Martha S. Pitzer Center for Women, Children, and Youth, College of Nursing, The Ohio State University, 1585 Neil Avenue, Columbus, OH, USA.
Martha S. Pitzer Center for Women, Children, and Youth, College of Nursing, The Ohio State University, 1585 Neil Avenue, Columbus, OH, USA.
Soc Sci Med. 2018 Nov;216:114-123. doi: 10.1016/j.socscimed.2018.08.010. Epub 2018 Oct 9.
Psychological stress-induced cortisol elevations appear to contribute to preterm birth. Yet, some studies suggest that the biological ramifications of racial discrimination-associated stress are unique and may involve development of decreased glucocorticoid sensitivity despite normalized cortisol levels.
In this study, we examined the effects of racial discrimination on maternal cortisol output, leukocyte glucocorticoid sensitivity, and the degree of correspondence between cortisol levels and birth timing in an African American cohort.
A generally healthy prospective cohort was enrolled at 28-32 weeks gestation (n = 91). The Experiences of Discrimination scale was administered, whole blood collected, and plasma cortisol levels, cytokine levels, and leukocyte counts quantified for examination of patterns of endogenous feedback.
Racial discrimination in the mid-tertile was associated with greater maternal cortisol levels than the bottom tertile among women reporting internalizing responses (b* = 0.68, p = 0.001). Decreased leukocyte glucocorticoid sensitivity was witnessed at greater frequencies of experiences of racial discrimination, as evidenced by decreased correspondence between maternal cortisol levels and plasma IL-8 levels, monocyte counts, and lymphocyte counts (p values ≤ 0.043). The association between maternal cortisol levels and birth timing differed by discrimination tertile (p values ≤ 0.005), with greater cortisol levels predictive of earlier birth among women without (b* = -0.59, p < 0.001) but not with racial discrimination (ps ≥ 0.497).
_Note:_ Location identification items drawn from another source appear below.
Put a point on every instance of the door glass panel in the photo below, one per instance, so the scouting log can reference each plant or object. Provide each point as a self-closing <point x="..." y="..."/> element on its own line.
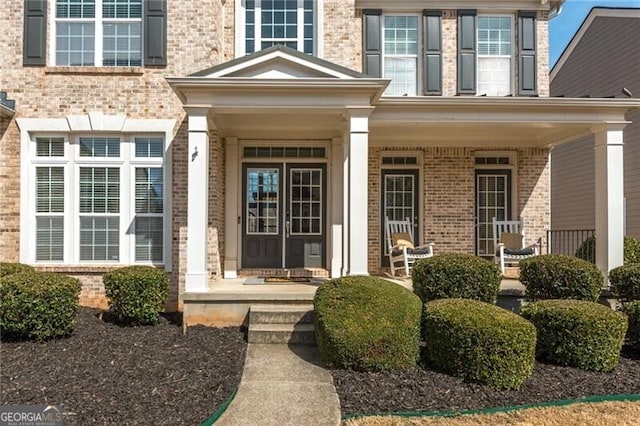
<point x="263" y="201"/>
<point x="306" y="201"/>
<point x="492" y="195"/>
<point x="399" y="198"/>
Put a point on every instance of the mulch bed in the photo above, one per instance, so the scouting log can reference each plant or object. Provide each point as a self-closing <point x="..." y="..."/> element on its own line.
<point x="107" y="374"/>
<point x="421" y="389"/>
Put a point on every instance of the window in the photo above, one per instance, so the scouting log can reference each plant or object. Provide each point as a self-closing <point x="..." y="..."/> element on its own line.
<point x="98" y="33"/>
<point x="290" y="23"/>
<point x="400" y="54"/>
<point x="495" y="51"/>
<point x="99" y="199"/>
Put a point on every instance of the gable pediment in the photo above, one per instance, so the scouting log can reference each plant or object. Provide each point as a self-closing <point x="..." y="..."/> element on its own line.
<point x="278" y="62"/>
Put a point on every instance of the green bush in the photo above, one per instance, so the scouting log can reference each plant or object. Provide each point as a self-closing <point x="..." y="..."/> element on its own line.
<point x="38" y="306"/>
<point x="136" y="294"/>
<point x="587" y="250"/>
<point x="13" y="268"/>
<point x="367" y="323"/>
<point x="555" y="276"/>
<point x="625" y="282"/>
<point x="632" y="310"/>
<point x="479" y="342"/>
<point x="457" y="276"/>
<point x="577" y="333"/>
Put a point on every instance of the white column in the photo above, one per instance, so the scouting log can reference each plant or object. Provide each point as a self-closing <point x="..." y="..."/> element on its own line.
<point x="358" y="146"/>
<point x="609" y="178"/>
<point x="231" y="212"/>
<point x="197" y="275"/>
<point x="337" y="183"/>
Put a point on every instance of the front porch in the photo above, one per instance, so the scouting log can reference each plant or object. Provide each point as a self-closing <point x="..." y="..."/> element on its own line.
<point x="228" y="301"/>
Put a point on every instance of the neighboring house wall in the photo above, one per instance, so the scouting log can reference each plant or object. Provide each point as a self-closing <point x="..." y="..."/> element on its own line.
<point x="10" y="188"/>
<point x="600" y="65"/>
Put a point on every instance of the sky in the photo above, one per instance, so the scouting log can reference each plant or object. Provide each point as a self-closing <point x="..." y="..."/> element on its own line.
<point x="563" y="27"/>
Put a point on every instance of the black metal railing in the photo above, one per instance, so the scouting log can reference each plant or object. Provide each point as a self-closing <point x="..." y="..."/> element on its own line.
<point x="566" y="241"/>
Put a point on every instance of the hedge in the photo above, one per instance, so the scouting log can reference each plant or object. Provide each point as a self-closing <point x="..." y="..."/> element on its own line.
<point x="38" y="306"/>
<point x="556" y="276"/>
<point x="577" y="333"/>
<point x="136" y="294"/>
<point x="456" y="275"/>
<point x="367" y="324"/>
<point x="479" y="342"/>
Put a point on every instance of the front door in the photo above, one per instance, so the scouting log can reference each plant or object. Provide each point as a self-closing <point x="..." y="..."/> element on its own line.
<point x="399" y="201"/>
<point x="493" y="199"/>
<point x="284" y="215"/>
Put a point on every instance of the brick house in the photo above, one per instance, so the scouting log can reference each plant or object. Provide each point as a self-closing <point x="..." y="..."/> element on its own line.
<point x="225" y="138"/>
<point x="600" y="61"/>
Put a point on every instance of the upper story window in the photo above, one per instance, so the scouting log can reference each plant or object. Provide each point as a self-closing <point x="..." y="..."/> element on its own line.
<point x="98" y="32"/>
<point x="267" y="23"/>
<point x="408" y="49"/>
<point x="495" y="55"/>
<point x="400" y="54"/>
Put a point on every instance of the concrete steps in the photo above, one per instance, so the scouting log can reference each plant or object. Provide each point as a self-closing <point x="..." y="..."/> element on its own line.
<point x="281" y="324"/>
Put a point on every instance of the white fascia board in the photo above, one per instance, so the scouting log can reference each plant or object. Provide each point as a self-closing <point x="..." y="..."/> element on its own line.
<point x="595" y="12"/>
<point x="278" y="55"/>
<point x="503" y="110"/>
<point x="488" y="5"/>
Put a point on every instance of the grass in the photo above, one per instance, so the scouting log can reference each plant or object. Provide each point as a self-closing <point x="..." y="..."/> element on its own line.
<point x="619" y="413"/>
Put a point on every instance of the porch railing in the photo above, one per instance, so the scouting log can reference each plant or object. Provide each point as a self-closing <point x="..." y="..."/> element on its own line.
<point x="566" y="241"/>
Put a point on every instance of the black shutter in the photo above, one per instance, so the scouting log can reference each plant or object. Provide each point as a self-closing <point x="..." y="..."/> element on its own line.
<point x="432" y="52"/>
<point x="466" y="51"/>
<point x="372" y="22"/>
<point x="155" y="33"/>
<point x="34" y="50"/>
<point x="527" y="54"/>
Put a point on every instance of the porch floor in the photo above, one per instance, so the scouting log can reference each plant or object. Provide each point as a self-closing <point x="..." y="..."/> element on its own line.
<point x="228" y="301"/>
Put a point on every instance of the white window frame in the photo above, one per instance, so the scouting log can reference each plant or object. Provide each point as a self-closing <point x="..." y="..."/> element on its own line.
<point x="240" y="22"/>
<point x="418" y="55"/>
<point x="32" y="128"/>
<point x="98" y="22"/>
<point x="511" y="55"/>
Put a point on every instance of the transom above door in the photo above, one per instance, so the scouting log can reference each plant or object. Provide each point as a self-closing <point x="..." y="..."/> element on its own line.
<point x="283" y="215"/>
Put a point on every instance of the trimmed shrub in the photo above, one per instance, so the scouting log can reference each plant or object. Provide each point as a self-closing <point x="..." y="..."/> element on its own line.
<point x="13" y="268"/>
<point x="587" y="250"/>
<point x="136" y="294"/>
<point x="38" y="306"/>
<point x="555" y="276"/>
<point x="625" y="282"/>
<point x="456" y="276"/>
<point x="577" y="333"/>
<point x="479" y="342"/>
<point x="632" y="310"/>
<point x="367" y="323"/>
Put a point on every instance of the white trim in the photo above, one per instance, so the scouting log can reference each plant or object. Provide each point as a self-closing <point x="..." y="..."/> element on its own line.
<point x="584" y="27"/>
<point x="72" y="128"/>
<point x="98" y="22"/>
<point x="240" y="29"/>
<point x="513" y="166"/>
<point x="512" y="58"/>
<point x="418" y="55"/>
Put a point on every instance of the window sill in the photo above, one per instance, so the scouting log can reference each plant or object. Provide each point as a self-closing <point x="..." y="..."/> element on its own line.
<point x="134" y="71"/>
<point x="80" y="269"/>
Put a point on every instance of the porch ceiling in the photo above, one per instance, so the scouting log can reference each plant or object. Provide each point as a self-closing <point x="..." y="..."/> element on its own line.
<point x="315" y="108"/>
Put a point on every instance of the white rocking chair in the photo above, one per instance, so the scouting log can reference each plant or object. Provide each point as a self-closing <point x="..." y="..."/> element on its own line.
<point x="509" y="245"/>
<point x="399" y="235"/>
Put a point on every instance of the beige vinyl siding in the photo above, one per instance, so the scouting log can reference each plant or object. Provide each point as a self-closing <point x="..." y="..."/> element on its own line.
<point x="601" y="64"/>
<point x="573" y="185"/>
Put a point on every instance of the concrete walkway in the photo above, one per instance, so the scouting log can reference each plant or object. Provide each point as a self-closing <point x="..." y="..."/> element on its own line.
<point x="283" y="385"/>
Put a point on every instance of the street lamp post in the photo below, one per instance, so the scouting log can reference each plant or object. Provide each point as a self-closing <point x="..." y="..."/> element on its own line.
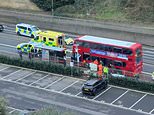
<point x="52" y="7"/>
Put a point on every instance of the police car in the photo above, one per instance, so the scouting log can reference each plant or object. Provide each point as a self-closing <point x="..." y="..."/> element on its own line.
<point x="1" y="28"/>
<point x="25" y="47"/>
<point x="68" y="40"/>
<point x="27" y="30"/>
We provide novel evidence of decreased glucocorticoid sensitivity at increasing frequency of exposure to racial discrimination. Our findings suggest that the biology of preterm birth may depend upon racial discriminatory exposures, favoring pathways dependent upon glucocorticoid-induced increases in leukocyte tissue surveillance versus glucocorticoid resistance-associated inflammatory aberrations at increasing levels of exposure. Precision approaches to prenatal care are sorely needed to combat preterm birth, particularly among African American women, with efforts dependent upon further research examining the pathways contributing to the syndrome dependent upon the totality of an individual's exposures.
心理应激引起的皮质醇升高似乎与早产有关。然而,一些研究表明,与种族歧视相关的应激的生物学后果是独特的,尽管皮质醇水平正常,但可能涉及糖皮质激素敏感性降低。
在这项研究中,我们检查了种族歧视对非裔美国人群母体皮质醇分泌、白细胞糖皮质激素敏感性以及皮质醇水平与分娩时间之间一致性程度的影响。
在 28-32 孕周时,一般健康的前瞻性队列被纳入研究(n=91)。进行了歧视经历量表评估,采集全血,并检测血浆皮质醇水平、细胞因子水平和白细胞计数,以检查内源性反馈模式。
在报告有内化反应的女性中,中等水平的种族歧视与最底层种族歧视的女性相比,皮质醇水平更高(b*=0.68,p=0.001)。经历更多种族歧视的女性白细胞糖皮质激素敏感性降低,表现为母体皮质醇水平与血浆白细胞介素 8 水平、单核细胞计数和淋巴细胞计数之间的一致性降低(p 值≤0.043)。母体皮质醇水平与分娩时间的关联因歧视三分位数而异(p 值≤0.005),在没有种族歧视的女性中,皮质醇水平越高,分娩时间越早(b*=-0.59,p<0.001),但在有种族歧视的女性中则不然(p 值≥0.497)。
我们提供了新的证据,证明在暴露于种族歧视的频率增加时,糖皮质激素敏感性降低。我们的研究结果表明,早产的生物学机制可能取决于种族歧视的暴露,有利于依赖于糖皮质激素诱导的白细胞组织监视增加的途径,而不是在暴露水平增加时,与糖皮质激素抵抗相关的炎症异常。迫切需要采用精确的产前护理方法来对抗早产,特别是在非裔美国女性中,需要进一步研究检查依赖于个体暴露的总和的、导致该综合征的途径。